"But ah'm not afraid of dyin'. Cause I know that when I get to heaven there are gonna be these wonderful trees, and ah'm gonna climb them. But you know what? Instead of leaves and flowers, those trees are gonna have fried eggs, and delicious Virginia ham, and big heaping bowls of biscuits and sausage gravy. And one day, Sammy, you're gonna meet me there, and we're gonna climb those breakfast trees together, and it's gonna be delicious and we're gonna be happy until the end of time."

10.25.2004

A small town outside Gary, Indiana

Thanks to everyone who has sent their love and sympathies. The rest of you are assholes.
I kid, of course, I love you all dearly. The truth is, I lost my grandmother to what was only recently diagnosed as Alzheimer's years ago. With her will go the hope of ever having her look at me with recognition of who I am today, but I seem permanently stuck in her mind as that silly little kid who would visit in the summers and lay waste to her marshmallow jar. Alzheimer's is the most evil disease; you go on living, but everyday you lose a bit of what makes that life your own. I don't know that I could take watching that happen to my parents, but I live with the fear that I will, and that may be the most difficult thing for me in all of this.

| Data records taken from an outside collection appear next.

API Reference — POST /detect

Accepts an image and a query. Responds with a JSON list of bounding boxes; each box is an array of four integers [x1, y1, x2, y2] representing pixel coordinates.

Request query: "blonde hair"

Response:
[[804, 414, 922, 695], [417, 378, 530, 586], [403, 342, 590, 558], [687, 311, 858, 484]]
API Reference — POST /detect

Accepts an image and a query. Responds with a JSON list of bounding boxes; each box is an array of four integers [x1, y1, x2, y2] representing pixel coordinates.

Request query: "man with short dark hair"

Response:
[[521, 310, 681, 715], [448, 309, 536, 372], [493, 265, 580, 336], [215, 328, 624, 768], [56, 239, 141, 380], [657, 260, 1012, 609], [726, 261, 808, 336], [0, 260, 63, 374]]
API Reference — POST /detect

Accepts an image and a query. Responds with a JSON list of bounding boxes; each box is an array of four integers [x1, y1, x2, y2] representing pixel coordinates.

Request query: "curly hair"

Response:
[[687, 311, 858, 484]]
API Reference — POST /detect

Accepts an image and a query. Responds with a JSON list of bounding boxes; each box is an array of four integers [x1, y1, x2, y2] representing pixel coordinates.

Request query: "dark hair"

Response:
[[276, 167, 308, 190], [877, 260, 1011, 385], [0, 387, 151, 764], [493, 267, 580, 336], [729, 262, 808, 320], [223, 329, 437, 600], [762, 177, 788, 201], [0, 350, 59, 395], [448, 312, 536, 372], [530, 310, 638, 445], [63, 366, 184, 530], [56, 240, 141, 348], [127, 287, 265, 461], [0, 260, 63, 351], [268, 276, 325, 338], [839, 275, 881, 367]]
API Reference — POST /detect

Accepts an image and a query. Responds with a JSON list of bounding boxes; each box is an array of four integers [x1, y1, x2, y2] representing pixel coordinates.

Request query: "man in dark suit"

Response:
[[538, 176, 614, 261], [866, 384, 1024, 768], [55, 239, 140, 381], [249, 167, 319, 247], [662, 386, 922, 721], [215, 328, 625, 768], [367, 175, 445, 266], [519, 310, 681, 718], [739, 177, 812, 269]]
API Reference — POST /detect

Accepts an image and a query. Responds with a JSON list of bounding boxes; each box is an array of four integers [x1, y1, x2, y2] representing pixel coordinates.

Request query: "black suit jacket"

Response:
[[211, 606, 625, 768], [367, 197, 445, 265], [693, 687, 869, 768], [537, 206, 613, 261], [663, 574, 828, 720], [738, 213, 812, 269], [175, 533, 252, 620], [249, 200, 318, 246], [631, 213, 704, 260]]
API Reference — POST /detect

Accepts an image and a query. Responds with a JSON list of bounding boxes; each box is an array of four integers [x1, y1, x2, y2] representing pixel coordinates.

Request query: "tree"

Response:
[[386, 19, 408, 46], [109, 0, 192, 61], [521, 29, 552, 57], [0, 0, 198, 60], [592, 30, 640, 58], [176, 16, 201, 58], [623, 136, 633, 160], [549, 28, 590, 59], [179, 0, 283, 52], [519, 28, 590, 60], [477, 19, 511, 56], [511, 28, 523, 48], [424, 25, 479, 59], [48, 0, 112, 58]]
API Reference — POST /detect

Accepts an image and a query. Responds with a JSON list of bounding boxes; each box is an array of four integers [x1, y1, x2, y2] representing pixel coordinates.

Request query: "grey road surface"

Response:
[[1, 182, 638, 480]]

Enough of the sad stuff. If all goes well, we'll be going to Chicago for SOFA in two weeks. I've been waiting for a good road trip and all my favorite friends at school are planning to go; Anna, Rush, Jessie and I are taking the big purple van. Ross is a workaholic killjoy who is taking that weekend off from work to work. I've never been to Chicago, I wish I could just hit the fast forward button through the next two weeks.